“The framework for the Irish campaign for abortion rights was about compassion and how Ireland needs to be the compassionate face of Euro...
“The framework for the Irish campaign for abortion rights was about compassion and how Ireland needs to be the compassionate face of Europe,” said Marie Berry, a political scientist at the University of Denver. who studied the Irish countryside. “That it is more compassionate than the UK because the UK has become more and more conservative, especially under the Conservative government. That we are in the EU, we represent a progressive Europe.
But perhaps the key to the movement’s success was combining this appealing message with the organizing experience of more radical feminist groups. “What shocked me when I researched with activists there was that in fact the organizing crux of the whole ‘Repeal the 8th’ campaign for abortion rights came from anarcho-feminist movements, which were more rooted in environmental movements than the liberal women’s rights movement,” Dr. Berry said. “The bulk of the people who voted for him, of course, were unaffiliated to the leftmost organizer nodes. But it was really the heart of the movement that made this possible.

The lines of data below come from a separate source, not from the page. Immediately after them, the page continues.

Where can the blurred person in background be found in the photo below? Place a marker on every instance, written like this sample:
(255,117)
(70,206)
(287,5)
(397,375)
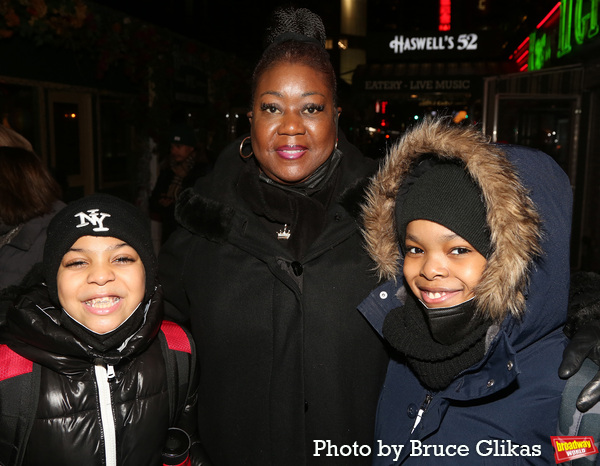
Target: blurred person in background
(184,165)
(29,198)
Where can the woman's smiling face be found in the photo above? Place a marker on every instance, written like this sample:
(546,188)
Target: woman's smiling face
(101,282)
(441,268)
(293,122)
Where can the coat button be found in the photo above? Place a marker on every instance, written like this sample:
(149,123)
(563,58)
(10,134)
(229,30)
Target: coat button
(297,268)
(412,411)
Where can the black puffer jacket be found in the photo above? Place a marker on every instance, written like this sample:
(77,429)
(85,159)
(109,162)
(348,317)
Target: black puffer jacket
(285,357)
(68,427)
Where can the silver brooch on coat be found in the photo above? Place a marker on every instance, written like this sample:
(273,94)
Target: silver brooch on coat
(284,234)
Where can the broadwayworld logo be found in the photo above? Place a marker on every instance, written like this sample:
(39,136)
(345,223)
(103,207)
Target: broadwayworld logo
(570,448)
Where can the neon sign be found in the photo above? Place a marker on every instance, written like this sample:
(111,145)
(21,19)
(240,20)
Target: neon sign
(578,23)
(445,15)
(574,23)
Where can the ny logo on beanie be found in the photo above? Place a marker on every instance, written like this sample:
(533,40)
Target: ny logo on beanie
(93,218)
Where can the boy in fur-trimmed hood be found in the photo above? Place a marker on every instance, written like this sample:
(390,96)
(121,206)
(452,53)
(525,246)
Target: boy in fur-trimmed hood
(474,240)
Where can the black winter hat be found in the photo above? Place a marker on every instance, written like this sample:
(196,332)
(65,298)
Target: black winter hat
(444,193)
(98,215)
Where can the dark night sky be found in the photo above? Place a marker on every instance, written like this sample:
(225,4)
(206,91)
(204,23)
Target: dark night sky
(238,26)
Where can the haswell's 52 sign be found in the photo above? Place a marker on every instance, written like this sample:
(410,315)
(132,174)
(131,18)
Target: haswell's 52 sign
(578,25)
(404,44)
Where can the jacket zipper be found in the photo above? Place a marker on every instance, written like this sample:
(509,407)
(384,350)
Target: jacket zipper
(422,411)
(103,376)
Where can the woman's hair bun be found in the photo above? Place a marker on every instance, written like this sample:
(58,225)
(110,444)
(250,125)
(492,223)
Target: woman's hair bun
(296,20)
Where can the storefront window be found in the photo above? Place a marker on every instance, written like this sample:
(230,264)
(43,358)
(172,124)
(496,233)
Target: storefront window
(117,154)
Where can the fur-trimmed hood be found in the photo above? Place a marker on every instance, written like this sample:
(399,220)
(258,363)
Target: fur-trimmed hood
(514,222)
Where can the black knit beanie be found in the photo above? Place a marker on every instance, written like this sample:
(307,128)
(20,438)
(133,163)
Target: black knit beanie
(444,193)
(98,215)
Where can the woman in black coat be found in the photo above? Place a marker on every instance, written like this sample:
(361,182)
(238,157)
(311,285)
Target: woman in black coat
(269,268)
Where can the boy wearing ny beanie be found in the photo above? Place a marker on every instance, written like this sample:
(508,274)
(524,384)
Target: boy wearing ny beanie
(473,239)
(91,374)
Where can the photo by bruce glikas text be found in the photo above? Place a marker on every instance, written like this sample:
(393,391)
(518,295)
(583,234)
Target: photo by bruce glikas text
(483,448)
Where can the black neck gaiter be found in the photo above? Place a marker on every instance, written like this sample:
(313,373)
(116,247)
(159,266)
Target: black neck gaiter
(436,364)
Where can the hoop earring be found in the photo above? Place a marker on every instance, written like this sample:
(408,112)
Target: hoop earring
(247,138)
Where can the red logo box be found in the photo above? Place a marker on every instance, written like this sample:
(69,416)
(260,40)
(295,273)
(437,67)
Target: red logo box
(570,448)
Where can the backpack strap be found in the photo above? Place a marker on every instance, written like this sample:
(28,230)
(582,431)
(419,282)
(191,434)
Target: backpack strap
(19,395)
(180,362)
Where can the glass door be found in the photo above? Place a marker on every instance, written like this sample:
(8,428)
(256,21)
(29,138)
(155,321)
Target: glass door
(548,123)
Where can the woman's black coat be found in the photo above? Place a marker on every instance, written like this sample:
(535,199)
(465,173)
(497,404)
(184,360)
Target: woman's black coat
(286,361)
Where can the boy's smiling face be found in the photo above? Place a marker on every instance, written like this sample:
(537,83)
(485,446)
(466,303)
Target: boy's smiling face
(441,268)
(101,281)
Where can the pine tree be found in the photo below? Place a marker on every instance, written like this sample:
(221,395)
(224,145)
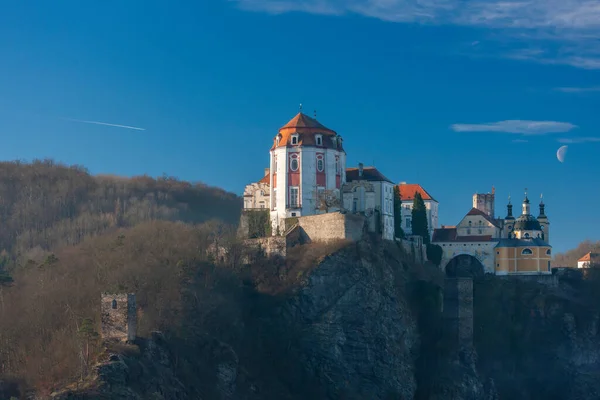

In Argentina, the Ni Una Menos (“Not a Woman Less”) movement also combined sustained, long-term organizing with a framing that placed abortion rights within the broader context of a just society, presenting lack of access to safe and legal abortion as is only one aspect of the larger problem of violence against women. A 2018 bill to legalize the procedure failed, but in 2020 the country legalized abortion, making Argentina the largest country in Latin America to do so.
In the United States, by contrast, legal abortion has been the status quo since the Roe decision in 1973, making it a difficult target for this type of sustained mass organization.
“I think the Indigenous Mobilization, some of the more progressive racial justice work, Occupy, all kinds of left-wing nodes within those movements, haven’t centered abortion in their advocacy because it’s been , constitutionally, more or less a problem solved since the 70s,” Berry said. And for other organizations focused on the intersection of reproductive rights with race and class, “abortion has always been there, but it’s not the only demand,” she said.
Centrist organizations and Democratic politicians, by contrast, have often framed abortion as a matter of unfortunate but necessary health services that should be “safe, legal, and scarce,” and have focused their activism on access issues. This was often vital for women in rural areas or states whose restrictive regulations had made abortion essentially unavailable in practice, but it did not generate the kind of identity-based mass appeal that was effective in countries like Ireland.